Pensieri all’occhio di bue

Dopo tanto coinvolgimento fisico-emotivo-cinetico durante la serata con amici, sudata copiosa inclusa per un lasergame (che mi ha fatto capire una volta di più quanto poco resisterei in una guerra vera) con mangiata poco soddisfacente successiva, mi trovo seduto spaparanzato su una panchina fuori dal ristorante, in posizione maschio alpha, comodo e strafottente, mentre mi fumo una sigaretta. Il mio terapista, che è uno bravo e non lo dico solo perchè costa un sacco di soldi, mi dice sempre “se vuoi qualcosa e non danneggi nessuno, chi ti vieta di prenderla?”. Quindi volevo spaparanzarmi e fumarmi una sigaretta e l’ho fatto, cosa di cui poi mi pento sempre perchè ci vogliono 120 giorni per smaltirla anche per chi corre ogni giorno come me e ultimamente ho inalato troppa di quella schifezza che non fa bene anche se a fine anno un check up me lo faccio lo stesso e mi faccio fare l’aspettativa dal mio medico quello del corpo bravo anche lui e in più gratis (potete prendere fiato ora) .

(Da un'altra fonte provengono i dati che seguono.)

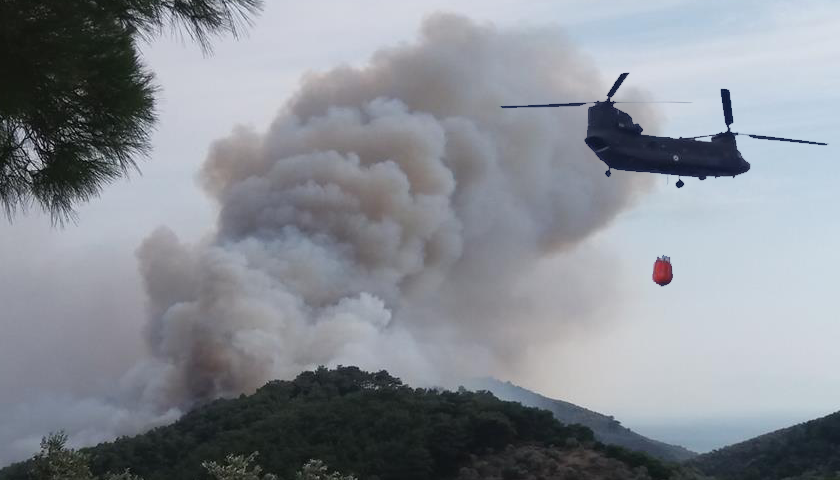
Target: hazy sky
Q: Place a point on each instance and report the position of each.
(746, 333)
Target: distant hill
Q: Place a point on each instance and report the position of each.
(606, 428)
(373, 426)
(809, 450)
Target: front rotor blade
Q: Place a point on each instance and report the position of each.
(617, 84)
(548, 105)
(727, 106)
(762, 137)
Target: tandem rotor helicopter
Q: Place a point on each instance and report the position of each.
(619, 143)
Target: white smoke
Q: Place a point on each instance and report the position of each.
(387, 216)
(391, 217)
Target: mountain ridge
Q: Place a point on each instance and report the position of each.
(605, 427)
(808, 450)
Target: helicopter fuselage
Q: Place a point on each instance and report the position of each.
(619, 143)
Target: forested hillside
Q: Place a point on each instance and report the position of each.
(366, 424)
(606, 428)
(810, 450)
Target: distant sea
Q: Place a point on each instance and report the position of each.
(705, 435)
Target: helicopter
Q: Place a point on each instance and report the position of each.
(619, 143)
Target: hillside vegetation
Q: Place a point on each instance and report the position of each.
(368, 425)
(810, 450)
(606, 429)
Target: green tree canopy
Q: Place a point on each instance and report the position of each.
(77, 106)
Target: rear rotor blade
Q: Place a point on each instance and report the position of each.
(762, 137)
(727, 107)
(617, 84)
(548, 105)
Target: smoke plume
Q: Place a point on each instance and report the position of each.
(386, 218)
(392, 216)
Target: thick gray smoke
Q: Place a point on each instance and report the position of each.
(393, 216)
(388, 218)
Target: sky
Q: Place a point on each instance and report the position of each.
(740, 343)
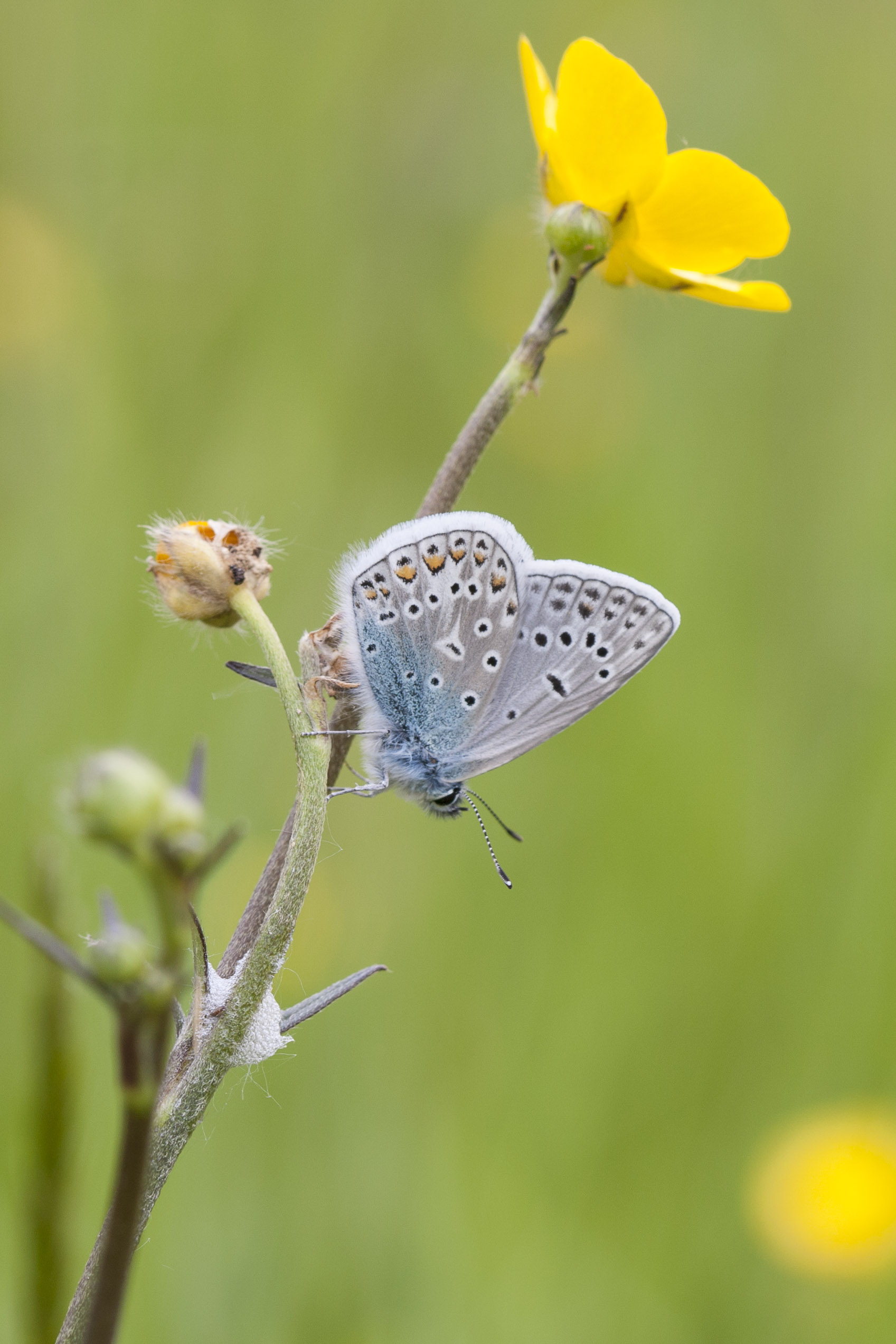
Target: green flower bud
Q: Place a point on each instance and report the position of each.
(120, 955)
(178, 828)
(578, 234)
(117, 796)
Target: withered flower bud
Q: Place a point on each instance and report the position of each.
(199, 565)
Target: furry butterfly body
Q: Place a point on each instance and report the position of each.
(468, 651)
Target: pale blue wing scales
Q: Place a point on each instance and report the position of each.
(436, 623)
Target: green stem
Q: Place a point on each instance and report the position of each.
(186, 1097)
(515, 379)
(250, 609)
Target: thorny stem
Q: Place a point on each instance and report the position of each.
(188, 1093)
(265, 932)
(142, 1041)
(516, 378)
(50, 1120)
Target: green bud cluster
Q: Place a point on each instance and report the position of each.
(125, 800)
(578, 234)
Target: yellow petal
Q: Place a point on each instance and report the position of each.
(707, 214)
(539, 95)
(610, 129)
(761, 295)
(625, 262)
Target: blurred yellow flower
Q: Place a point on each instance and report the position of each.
(824, 1194)
(679, 220)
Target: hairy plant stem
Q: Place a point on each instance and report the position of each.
(516, 378)
(51, 1112)
(187, 1094)
(262, 937)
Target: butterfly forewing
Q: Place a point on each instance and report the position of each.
(581, 636)
(437, 622)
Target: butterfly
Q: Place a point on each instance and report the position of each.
(465, 651)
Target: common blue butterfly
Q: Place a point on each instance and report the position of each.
(468, 651)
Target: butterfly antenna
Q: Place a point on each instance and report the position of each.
(502, 872)
(512, 834)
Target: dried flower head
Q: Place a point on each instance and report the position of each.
(199, 565)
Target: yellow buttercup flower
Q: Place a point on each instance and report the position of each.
(824, 1194)
(679, 220)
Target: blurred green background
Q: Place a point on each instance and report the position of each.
(262, 258)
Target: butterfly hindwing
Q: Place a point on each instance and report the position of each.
(583, 633)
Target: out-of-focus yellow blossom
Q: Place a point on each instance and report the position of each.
(679, 220)
(824, 1194)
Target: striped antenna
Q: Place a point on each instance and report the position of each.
(502, 872)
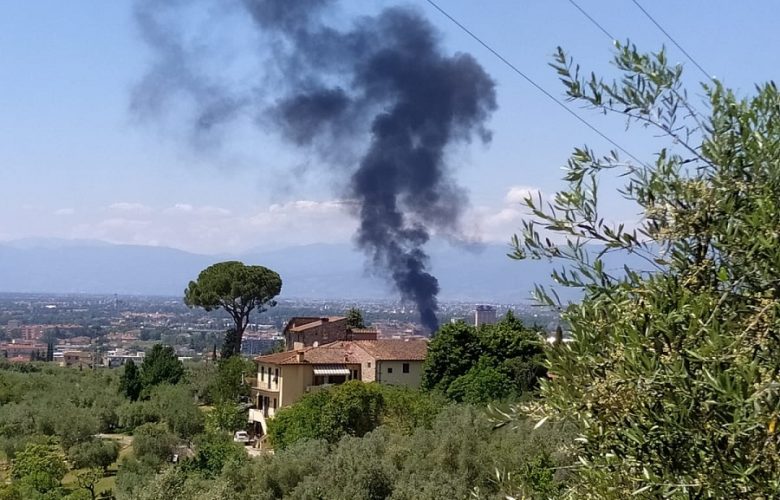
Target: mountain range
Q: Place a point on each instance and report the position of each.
(324, 271)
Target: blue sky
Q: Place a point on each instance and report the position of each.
(74, 163)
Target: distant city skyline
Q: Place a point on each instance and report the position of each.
(75, 163)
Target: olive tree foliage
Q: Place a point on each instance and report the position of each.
(672, 375)
(236, 288)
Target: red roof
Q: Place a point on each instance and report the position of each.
(343, 352)
(395, 349)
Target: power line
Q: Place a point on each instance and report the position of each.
(533, 83)
(692, 109)
(599, 26)
(706, 74)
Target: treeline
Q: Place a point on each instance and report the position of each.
(51, 419)
(460, 455)
(369, 441)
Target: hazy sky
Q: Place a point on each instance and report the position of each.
(75, 163)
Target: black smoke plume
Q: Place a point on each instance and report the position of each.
(383, 86)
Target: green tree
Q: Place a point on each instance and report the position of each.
(232, 380)
(479, 365)
(160, 366)
(130, 382)
(214, 451)
(226, 416)
(236, 288)
(671, 377)
(355, 318)
(175, 405)
(482, 384)
(94, 453)
(153, 443)
(353, 408)
(87, 479)
(39, 466)
(451, 353)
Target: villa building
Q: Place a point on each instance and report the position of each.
(283, 378)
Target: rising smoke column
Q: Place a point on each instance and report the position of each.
(385, 86)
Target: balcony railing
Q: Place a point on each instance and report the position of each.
(258, 415)
(316, 388)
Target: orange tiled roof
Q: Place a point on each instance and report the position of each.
(343, 352)
(315, 323)
(395, 349)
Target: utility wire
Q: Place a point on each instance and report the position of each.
(693, 111)
(596, 23)
(706, 74)
(533, 83)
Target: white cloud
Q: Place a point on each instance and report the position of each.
(181, 207)
(124, 206)
(186, 208)
(518, 194)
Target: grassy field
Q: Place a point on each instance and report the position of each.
(109, 480)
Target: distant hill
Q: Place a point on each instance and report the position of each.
(327, 271)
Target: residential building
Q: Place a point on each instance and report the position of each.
(22, 349)
(118, 357)
(484, 315)
(283, 378)
(80, 359)
(305, 331)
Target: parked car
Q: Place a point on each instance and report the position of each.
(241, 437)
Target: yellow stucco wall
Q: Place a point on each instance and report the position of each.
(398, 377)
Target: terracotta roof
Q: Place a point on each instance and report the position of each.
(341, 352)
(315, 322)
(395, 349)
(363, 330)
(278, 358)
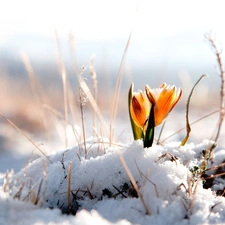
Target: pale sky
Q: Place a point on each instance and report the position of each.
(99, 19)
(166, 34)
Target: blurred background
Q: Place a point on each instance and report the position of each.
(167, 44)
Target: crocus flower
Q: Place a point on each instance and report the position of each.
(148, 110)
(140, 108)
(164, 99)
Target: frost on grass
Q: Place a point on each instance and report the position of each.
(101, 190)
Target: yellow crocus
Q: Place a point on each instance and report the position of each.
(139, 108)
(164, 99)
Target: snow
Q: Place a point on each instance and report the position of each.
(102, 191)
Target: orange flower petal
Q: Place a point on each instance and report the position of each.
(139, 108)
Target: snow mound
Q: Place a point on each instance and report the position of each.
(101, 191)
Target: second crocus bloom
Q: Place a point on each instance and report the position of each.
(154, 105)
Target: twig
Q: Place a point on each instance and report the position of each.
(222, 88)
(188, 127)
(69, 182)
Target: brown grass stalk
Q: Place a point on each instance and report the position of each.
(117, 89)
(69, 183)
(90, 97)
(95, 86)
(64, 82)
(25, 135)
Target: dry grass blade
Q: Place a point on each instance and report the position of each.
(29, 139)
(117, 89)
(188, 127)
(129, 174)
(69, 182)
(116, 94)
(64, 81)
(222, 88)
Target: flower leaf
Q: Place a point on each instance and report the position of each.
(137, 131)
(149, 135)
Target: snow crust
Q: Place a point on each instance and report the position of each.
(170, 192)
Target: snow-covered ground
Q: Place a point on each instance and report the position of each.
(101, 191)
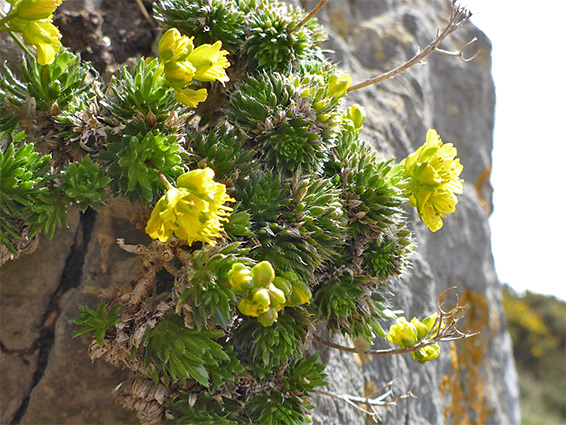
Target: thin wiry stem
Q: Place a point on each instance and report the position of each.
(309, 16)
(369, 405)
(458, 16)
(443, 330)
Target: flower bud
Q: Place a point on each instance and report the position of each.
(240, 278)
(403, 333)
(179, 74)
(422, 329)
(45, 37)
(357, 114)
(338, 85)
(210, 62)
(277, 297)
(255, 303)
(426, 354)
(174, 47)
(268, 318)
(263, 274)
(37, 9)
(191, 97)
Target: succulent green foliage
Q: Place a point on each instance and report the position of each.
(388, 255)
(266, 349)
(257, 102)
(275, 408)
(22, 181)
(8, 120)
(49, 210)
(238, 225)
(141, 92)
(350, 307)
(178, 353)
(97, 321)
(221, 149)
(57, 83)
(368, 183)
(280, 120)
(320, 218)
(205, 284)
(206, 20)
(290, 119)
(205, 411)
(136, 155)
(271, 44)
(84, 183)
(297, 226)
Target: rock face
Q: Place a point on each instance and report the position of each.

Quindi, sono qui che fumo e mi godo il panorama, un guard-rail di cemento, macchine parcheggiate e una rete verde. Il cielo è nero morte e manco si riescono a vedere le stelle e tutto è filtrato da un vetro mezzo opaco dove vedo il mio riflesso di uomo vestito da barbone ed evidentemente spremuto da ogni energia.